The bank’s European subsidiaries were experiencing “abnormal cash outflows and threats to the safety of employees and branches,” the statement added.
Sberbank suffered financing issues following the announcement of tough European Union sanctions aimed at choking off Russian banks’ access to capital markets.
European banking regulators said on March 1 that the European subsidiary of Russia’s Sberbank would be wound up.
Sberbank’s Austria-based European arm, Sberbank Europe AG, would be allowed to enter “normal insolvency proceedings,” while branches in Croatia and Slovenia were sold to local banks, the European banking supervisory authority said.
On Feb. 28, the European Central Bank had said that the European affiliate was “failing or likely to fail” after it “experienced significant deposit outflows as a result of the reputational impact of geopolitical tensions.”
Visa, Mastercard, Amex block Russian banks
U.S. credit card giants Visa, Mastercard and American Express said they were blocking Russian banks from their payment networks following international sanctions in response to Moscow’s invasion of Ukraine.
“As a result of sanction orders, we have blocked multiple financial institutions from the Mastercard payment network,” Mastercard Chief Executive Michael Miebach said in a statement released Monday night.
“We will continue to work with regulators in the days ahead to abide fully by our compliance obligations as they evolve.”
Visa said on its website that it is “taking prompt action to ensure compliance with applicable sanctions, and is prepared to comply with additional sanctions that may be implemented.”
While American Express said its business in Russia was “small,” it stressed that “since the beginning of this crisis, we have been complying with US and international sanctions.”
Amex CEO Stephen Squeri said that “has resulted in us halting relationships with impacted bank partners in Russia, and we will continue to comply with all relevant laws as the situation evolves.”

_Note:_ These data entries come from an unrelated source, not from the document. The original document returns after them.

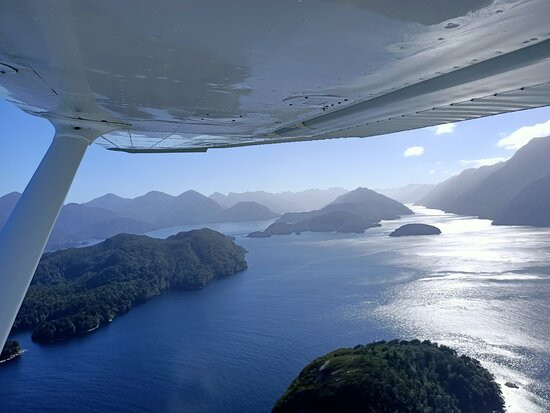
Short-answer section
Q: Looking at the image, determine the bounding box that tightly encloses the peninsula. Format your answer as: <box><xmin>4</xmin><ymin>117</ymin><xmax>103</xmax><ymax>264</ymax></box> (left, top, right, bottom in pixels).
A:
<box><xmin>273</xmin><ymin>340</ymin><xmax>504</xmax><ymax>413</ymax></box>
<box><xmin>12</xmin><ymin>229</ymin><xmax>247</xmax><ymax>343</ymax></box>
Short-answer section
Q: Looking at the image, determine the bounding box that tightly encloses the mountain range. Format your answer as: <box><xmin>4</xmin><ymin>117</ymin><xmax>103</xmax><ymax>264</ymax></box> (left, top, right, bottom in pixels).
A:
<box><xmin>375</xmin><ymin>184</ymin><xmax>435</xmax><ymax>204</ymax></box>
<box><xmin>418</xmin><ymin>137</ymin><xmax>550</xmax><ymax>226</ymax></box>
<box><xmin>0</xmin><ymin>188</ymin><xmax>354</xmax><ymax>250</ymax></box>
<box><xmin>249</xmin><ymin>188</ymin><xmax>413</xmax><ymax>238</ymax></box>
<box><xmin>210</xmin><ymin>188</ymin><xmax>348</xmax><ymax>215</ymax></box>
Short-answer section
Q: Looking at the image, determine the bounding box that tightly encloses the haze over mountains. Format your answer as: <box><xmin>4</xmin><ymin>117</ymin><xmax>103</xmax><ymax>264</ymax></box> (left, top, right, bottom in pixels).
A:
<box><xmin>418</xmin><ymin>137</ymin><xmax>550</xmax><ymax>226</ymax></box>
<box><xmin>0</xmin><ymin>189</ymin><xmax>352</xmax><ymax>250</ymax></box>
<box><xmin>375</xmin><ymin>184</ymin><xmax>436</xmax><ymax>204</ymax></box>
<box><xmin>249</xmin><ymin>188</ymin><xmax>413</xmax><ymax>238</ymax></box>
<box><xmin>4</xmin><ymin>137</ymin><xmax>550</xmax><ymax>250</ymax></box>
<box><xmin>210</xmin><ymin>188</ymin><xmax>348</xmax><ymax>214</ymax></box>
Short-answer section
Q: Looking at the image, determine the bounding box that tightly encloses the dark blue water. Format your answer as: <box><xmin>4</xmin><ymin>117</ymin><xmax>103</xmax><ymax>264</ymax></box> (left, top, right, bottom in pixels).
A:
<box><xmin>0</xmin><ymin>211</ymin><xmax>550</xmax><ymax>412</ymax></box>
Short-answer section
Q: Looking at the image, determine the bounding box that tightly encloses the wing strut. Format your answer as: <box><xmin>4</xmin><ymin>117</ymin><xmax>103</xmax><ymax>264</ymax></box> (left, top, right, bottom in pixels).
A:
<box><xmin>0</xmin><ymin>122</ymin><xmax>116</xmax><ymax>349</ymax></box>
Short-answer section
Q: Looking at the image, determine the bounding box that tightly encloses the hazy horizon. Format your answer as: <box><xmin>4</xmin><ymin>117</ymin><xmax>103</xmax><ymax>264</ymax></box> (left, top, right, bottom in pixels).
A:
<box><xmin>0</xmin><ymin>102</ymin><xmax>550</xmax><ymax>203</ymax></box>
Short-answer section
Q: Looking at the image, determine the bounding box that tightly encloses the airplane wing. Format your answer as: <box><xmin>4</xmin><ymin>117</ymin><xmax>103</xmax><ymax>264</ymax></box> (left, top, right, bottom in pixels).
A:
<box><xmin>0</xmin><ymin>0</ymin><xmax>550</xmax><ymax>152</ymax></box>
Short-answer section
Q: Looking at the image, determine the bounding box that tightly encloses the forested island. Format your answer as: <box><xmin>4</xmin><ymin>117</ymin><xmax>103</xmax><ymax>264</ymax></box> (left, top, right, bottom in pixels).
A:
<box><xmin>273</xmin><ymin>340</ymin><xmax>504</xmax><ymax>413</ymax></box>
<box><xmin>12</xmin><ymin>229</ymin><xmax>247</xmax><ymax>343</ymax></box>
<box><xmin>0</xmin><ymin>340</ymin><xmax>23</xmax><ymax>363</ymax></box>
<box><xmin>248</xmin><ymin>188</ymin><xmax>413</xmax><ymax>238</ymax></box>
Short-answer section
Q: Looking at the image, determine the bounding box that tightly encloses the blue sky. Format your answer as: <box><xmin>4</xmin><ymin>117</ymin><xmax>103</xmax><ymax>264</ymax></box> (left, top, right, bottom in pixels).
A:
<box><xmin>0</xmin><ymin>101</ymin><xmax>550</xmax><ymax>202</ymax></box>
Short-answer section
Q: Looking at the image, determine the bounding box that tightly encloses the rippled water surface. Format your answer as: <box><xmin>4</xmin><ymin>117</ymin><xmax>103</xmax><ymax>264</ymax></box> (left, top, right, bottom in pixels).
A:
<box><xmin>0</xmin><ymin>208</ymin><xmax>550</xmax><ymax>412</ymax></box>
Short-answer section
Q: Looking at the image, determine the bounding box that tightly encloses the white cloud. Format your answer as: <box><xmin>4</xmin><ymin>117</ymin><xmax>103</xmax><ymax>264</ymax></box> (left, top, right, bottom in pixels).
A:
<box><xmin>497</xmin><ymin>120</ymin><xmax>550</xmax><ymax>149</ymax></box>
<box><xmin>433</xmin><ymin>123</ymin><xmax>456</xmax><ymax>135</ymax></box>
<box><xmin>460</xmin><ymin>158</ymin><xmax>507</xmax><ymax>168</ymax></box>
<box><xmin>403</xmin><ymin>146</ymin><xmax>424</xmax><ymax>157</ymax></box>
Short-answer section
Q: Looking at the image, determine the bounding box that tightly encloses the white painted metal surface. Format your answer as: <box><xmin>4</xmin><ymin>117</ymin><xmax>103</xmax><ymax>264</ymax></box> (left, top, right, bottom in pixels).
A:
<box><xmin>0</xmin><ymin>130</ymin><xmax>95</xmax><ymax>349</ymax></box>
<box><xmin>0</xmin><ymin>0</ymin><xmax>550</xmax><ymax>152</ymax></box>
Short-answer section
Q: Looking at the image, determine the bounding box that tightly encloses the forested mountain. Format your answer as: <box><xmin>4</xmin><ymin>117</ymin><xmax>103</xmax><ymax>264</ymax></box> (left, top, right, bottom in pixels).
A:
<box><xmin>13</xmin><ymin>229</ymin><xmax>246</xmax><ymax>342</ymax></box>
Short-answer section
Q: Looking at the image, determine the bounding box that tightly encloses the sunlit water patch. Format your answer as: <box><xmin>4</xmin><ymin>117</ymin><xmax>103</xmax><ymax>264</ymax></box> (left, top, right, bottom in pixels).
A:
<box><xmin>0</xmin><ymin>207</ymin><xmax>550</xmax><ymax>413</ymax></box>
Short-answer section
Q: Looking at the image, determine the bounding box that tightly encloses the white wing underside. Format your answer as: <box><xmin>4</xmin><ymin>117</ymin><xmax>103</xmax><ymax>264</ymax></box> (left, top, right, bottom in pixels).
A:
<box><xmin>0</xmin><ymin>0</ymin><xmax>550</xmax><ymax>152</ymax></box>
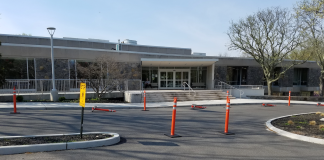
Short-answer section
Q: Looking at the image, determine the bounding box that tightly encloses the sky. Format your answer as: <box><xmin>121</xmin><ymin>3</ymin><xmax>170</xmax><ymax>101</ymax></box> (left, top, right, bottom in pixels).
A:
<box><xmin>0</xmin><ymin>0</ymin><xmax>298</xmax><ymax>57</ymax></box>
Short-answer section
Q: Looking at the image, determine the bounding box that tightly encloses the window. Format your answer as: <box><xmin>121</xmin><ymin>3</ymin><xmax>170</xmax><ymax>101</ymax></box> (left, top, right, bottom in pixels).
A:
<box><xmin>293</xmin><ymin>68</ymin><xmax>308</xmax><ymax>86</ymax></box>
<box><xmin>263</xmin><ymin>67</ymin><xmax>281</xmax><ymax>86</ymax></box>
<box><xmin>226</xmin><ymin>67</ymin><xmax>247</xmax><ymax>85</ymax></box>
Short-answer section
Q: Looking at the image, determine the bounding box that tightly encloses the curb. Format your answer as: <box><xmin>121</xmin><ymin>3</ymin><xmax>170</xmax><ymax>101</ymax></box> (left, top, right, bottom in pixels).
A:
<box><xmin>0</xmin><ymin>102</ymin><xmax>317</xmax><ymax>111</ymax></box>
<box><xmin>0</xmin><ymin>132</ymin><xmax>120</xmax><ymax>155</ymax></box>
<box><xmin>265</xmin><ymin>112</ymin><xmax>324</xmax><ymax>144</ymax></box>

The statements follow moves by western governments to sanction Russian banks and Russian nationals as the United States, the European Union and other powers seek to isolate the country and punish its economy.
The steps taken by the credit card firms prevent these entities and individuals from accessing their platforms.
Mastercard also said it is working to guard against cyberattacks, “the threat of which is heightened significantly in the present environment,” Miebach said.
“American Express is taking all necessary steps to detect, prevent, and respond to any malicious activity through our layered defenses,” said Squeri for his part.